Selasa, 03 Februari 2009

Perjalanan seorang calon guru

Menjadi guru memang tidak mudah. Kalau Cuma sekedar mengajarkan ilmu yang kita miliki mungkin tidak begitu repot. Tapi semua tak sesederhana itu, karena mengajar juga melatih kesabaran dalam berinteraksi dengan murid. Sejak bangku SMU saya sudah melibatkan diri untuk aktivitas mengajar kecil-kecilan, jadi guru TPA. Hal itu berlanjut sampai saya kuliah.

Ketika lulus kuliah, sesuai latar belakang pendidikan saya informatika perbankan, maka saya pun melamar untuk bekerja di Bank. Tapi malang, karena ketika lulus dari sebuah akademi perbankan masa ketika bank-bank masih diliquidasi. Tapi saya tetap berusaha, untuk melamar di sebuah bank daerah. Namun belum sampai mengerjakan test masuk, sudah membuat hati saya hancur. Karena tes awal yang harus dilalui adalah tes tinggi badan. Tinggi badan saya yang 155 cm dinyatakan tidak proposional untuk dilanjutkan pada tes berikutnya. Dengan kata lain saya gagal, tidak bisa ikut seleksi. Dengan geram, saya pandangi ijasah saya. Inikah artinya saya lulus dengan predikat cumloude dari kampus perbankan saya ? kenapa tinggi tubuh yang menjadi jaminan bahwa seseorang bisa mengerjakan tugas / tidak.
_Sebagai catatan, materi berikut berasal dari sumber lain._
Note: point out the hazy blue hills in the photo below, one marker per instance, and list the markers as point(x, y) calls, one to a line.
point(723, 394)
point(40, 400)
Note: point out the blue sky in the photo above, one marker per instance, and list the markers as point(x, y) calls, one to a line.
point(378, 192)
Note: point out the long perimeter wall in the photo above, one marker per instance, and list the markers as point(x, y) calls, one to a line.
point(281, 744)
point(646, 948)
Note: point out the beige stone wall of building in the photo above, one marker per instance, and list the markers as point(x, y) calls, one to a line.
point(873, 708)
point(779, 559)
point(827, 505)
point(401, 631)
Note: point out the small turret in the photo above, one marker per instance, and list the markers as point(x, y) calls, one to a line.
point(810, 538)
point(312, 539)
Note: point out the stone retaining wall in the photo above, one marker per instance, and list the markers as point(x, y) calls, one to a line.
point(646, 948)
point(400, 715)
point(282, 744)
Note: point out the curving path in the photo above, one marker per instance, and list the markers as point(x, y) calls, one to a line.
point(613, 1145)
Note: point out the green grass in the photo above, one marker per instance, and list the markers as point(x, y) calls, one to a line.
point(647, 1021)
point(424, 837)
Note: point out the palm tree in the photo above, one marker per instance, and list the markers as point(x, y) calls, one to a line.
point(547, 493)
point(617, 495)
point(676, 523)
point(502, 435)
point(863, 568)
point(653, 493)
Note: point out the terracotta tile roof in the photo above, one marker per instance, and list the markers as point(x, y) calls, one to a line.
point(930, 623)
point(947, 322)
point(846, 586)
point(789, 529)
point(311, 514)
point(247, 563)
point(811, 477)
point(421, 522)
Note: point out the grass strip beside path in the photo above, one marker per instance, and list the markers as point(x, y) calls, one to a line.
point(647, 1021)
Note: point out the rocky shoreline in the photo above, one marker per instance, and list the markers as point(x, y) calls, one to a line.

Hari itu saya masih ingat, ingin sekali berteriak marah pada bank itu. Saya ingat ibu, yang saya tinggal karena demi tes ini. Ibu yang terbaring sakit, dan masuk kamar operasi. Saya sedih, marah. Apa artinya ilmu yang saya pelajari ya Allah ?

Kalau ingat hal itu, membuat saya bersyukur. Waktu itu Allah tidak menjadikan saya pegawai bank. Allah melindungi saya dari riba. Allah malah menuntun langkah kecil saya merantau dijakarta, dimulai dari tawaran mengajar TK dengan gaji 75 ribu. Sayapun bertahmid, dan tak henti untuk berikhtiar. Guru tetap saya anggap profesi sampingan. Saya tetap berobsesi bekerja dikantor / perusahaan.
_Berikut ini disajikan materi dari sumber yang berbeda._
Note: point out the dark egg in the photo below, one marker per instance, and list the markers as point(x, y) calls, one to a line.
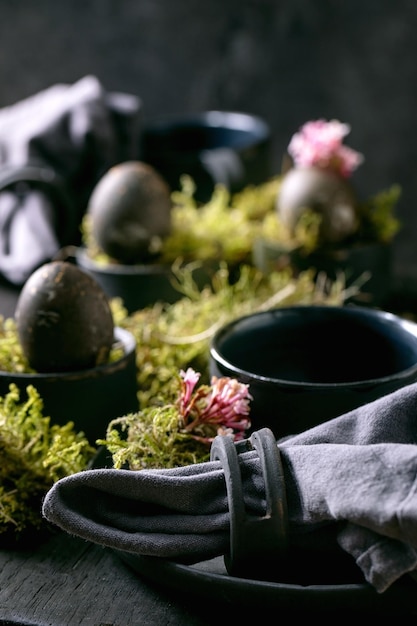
point(64, 321)
point(130, 212)
point(324, 193)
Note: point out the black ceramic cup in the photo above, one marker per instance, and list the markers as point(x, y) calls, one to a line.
point(89, 398)
point(213, 147)
point(308, 364)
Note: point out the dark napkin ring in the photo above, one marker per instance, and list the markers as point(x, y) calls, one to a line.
point(255, 542)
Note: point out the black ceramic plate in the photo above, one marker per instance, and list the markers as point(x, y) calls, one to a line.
point(210, 580)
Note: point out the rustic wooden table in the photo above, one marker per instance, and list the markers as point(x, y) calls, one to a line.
point(64, 581)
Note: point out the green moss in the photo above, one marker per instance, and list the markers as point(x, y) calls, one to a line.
point(34, 454)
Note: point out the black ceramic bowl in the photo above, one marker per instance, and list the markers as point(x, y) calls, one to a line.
point(90, 398)
point(308, 364)
point(227, 147)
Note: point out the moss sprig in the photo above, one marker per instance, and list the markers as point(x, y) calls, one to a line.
point(34, 455)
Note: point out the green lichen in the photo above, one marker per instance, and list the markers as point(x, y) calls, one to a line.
point(34, 454)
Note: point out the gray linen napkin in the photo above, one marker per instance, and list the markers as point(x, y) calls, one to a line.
point(356, 473)
point(73, 134)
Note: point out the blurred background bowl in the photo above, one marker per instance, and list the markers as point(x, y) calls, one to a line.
point(212, 147)
point(308, 364)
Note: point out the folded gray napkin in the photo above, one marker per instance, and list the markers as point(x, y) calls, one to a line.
point(71, 135)
point(356, 473)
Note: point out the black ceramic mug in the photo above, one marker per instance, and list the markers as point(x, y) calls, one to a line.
point(213, 147)
point(308, 364)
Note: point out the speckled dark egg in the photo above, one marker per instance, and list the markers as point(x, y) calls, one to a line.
point(64, 321)
point(323, 192)
point(130, 212)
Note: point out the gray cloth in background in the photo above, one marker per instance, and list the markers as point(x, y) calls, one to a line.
point(357, 472)
point(74, 134)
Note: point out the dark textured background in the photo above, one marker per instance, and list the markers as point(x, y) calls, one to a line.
point(289, 61)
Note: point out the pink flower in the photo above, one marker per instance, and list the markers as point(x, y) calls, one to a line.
point(221, 408)
point(319, 144)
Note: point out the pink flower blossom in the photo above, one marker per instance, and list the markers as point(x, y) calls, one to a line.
point(221, 408)
point(319, 144)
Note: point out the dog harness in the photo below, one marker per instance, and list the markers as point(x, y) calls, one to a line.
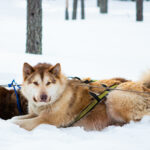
point(97, 99)
point(14, 85)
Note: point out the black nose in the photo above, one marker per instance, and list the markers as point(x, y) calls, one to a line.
point(43, 97)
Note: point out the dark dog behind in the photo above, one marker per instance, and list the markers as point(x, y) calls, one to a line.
point(8, 104)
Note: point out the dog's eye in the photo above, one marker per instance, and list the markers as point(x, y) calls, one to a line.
point(48, 83)
point(35, 83)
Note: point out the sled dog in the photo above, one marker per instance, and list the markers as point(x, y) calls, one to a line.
point(54, 99)
point(8, 103)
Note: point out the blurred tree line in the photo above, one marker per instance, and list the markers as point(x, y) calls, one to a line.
point(34, 19)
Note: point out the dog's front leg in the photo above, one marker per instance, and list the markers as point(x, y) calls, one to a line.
point(29, 124)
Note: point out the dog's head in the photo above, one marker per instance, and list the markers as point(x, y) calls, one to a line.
point(42, 83)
Sampai panggilan datang dari sebuah perusahaan amerika. Menjadi staff produksi. Tak hentinya saya bertahmid, menjemput kemandirian. Hidup berdikari, menopang keperluan sendiri dan keluarga. Bismillah, saya awali hari itu. Bekerja di perusahaan memang penuh perjuangan, tubuh kita yang dinilai mesin. Hanya boleh berhenti bekerja ketika jam istirahat yang cuma 30 menit, untuk sholat dan makan.

Namun ada sesuatu yang mengusik saya, ketika mangantar seorang teman untuk kursus komputer di suatu lembaga pendidikan di kosambi jakbar. Saya teringat ijasah D3 Informatika perbankan saya, kenapa tidak coba melamar menjadi guru dilembaga itu. Toh, untuk ilmu komputer insya allah akan terasah kembali.
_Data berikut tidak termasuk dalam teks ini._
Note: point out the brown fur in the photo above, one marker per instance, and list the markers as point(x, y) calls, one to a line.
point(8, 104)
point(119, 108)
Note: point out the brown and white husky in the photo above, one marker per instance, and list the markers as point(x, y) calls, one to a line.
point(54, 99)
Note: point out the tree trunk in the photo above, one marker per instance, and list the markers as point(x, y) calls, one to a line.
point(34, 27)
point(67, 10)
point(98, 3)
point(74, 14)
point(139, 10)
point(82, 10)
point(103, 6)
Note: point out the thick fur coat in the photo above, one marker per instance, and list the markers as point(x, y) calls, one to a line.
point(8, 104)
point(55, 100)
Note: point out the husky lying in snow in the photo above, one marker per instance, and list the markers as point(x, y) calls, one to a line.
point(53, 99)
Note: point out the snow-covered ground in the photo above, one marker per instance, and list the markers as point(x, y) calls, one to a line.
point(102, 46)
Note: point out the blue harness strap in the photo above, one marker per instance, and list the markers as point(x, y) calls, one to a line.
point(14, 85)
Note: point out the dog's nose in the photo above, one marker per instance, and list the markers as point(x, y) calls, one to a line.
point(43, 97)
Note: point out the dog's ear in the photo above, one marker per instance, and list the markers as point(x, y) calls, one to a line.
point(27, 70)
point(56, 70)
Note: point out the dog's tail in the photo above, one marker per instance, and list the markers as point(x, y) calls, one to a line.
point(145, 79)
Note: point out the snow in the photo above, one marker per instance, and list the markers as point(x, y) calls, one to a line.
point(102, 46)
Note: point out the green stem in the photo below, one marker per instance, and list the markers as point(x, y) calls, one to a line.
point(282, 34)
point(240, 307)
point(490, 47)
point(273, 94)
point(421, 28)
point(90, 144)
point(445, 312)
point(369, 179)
Akhirnya dengan bulat saya tinggalkan perusahaan yang telah memberi gaji lumayan buat saya. Saya putuskan untuk menjadi guru, dan apa yang terjadi ? Ternyata gaji saya hanya sepertiga dari gajji yang saya terima dari pabrik. Namun, bismillah, berilah rejeki yang berkah ya Allah.

Dari tempat kursus, saya beralih ke SMP formal. Dunia pendidikan pelan-pelan memasuki relung hati saya. Saya dan suami siap mewarnai jiwa-jiwa muda itu dengan kebaikan. Sampai akhirnya Allah memberi kesempatan saya untuk terjun pada pendidikan di sekolah islam terpadu.

Akhirnya, disinilah saya sekarang tanpa ijasah pendidikan, saya terus mengajar. Sampai akhirnya saya menyadari, menjadi pendidik tidak boleh berhenti untuk belajar. Saya lanjutkan studi saya S1 komputer. Saya jalani sambil mengajar. Subhanalllah. Ilmu itu terus mengalir. Saya teruskan ilmu pendidikan yang belum saya raih, di Akta 4.

Menjadi guru, tidak pernah terlintas menjadi sebuah cita-cita dari kecil. Namun, kehendak Allah telah menuntun saya untuk mengambil peran mulia itu. Saya sadar, saya tak kan pernah sempurna untuk menjadi guru, jadi saya harus terus belajar.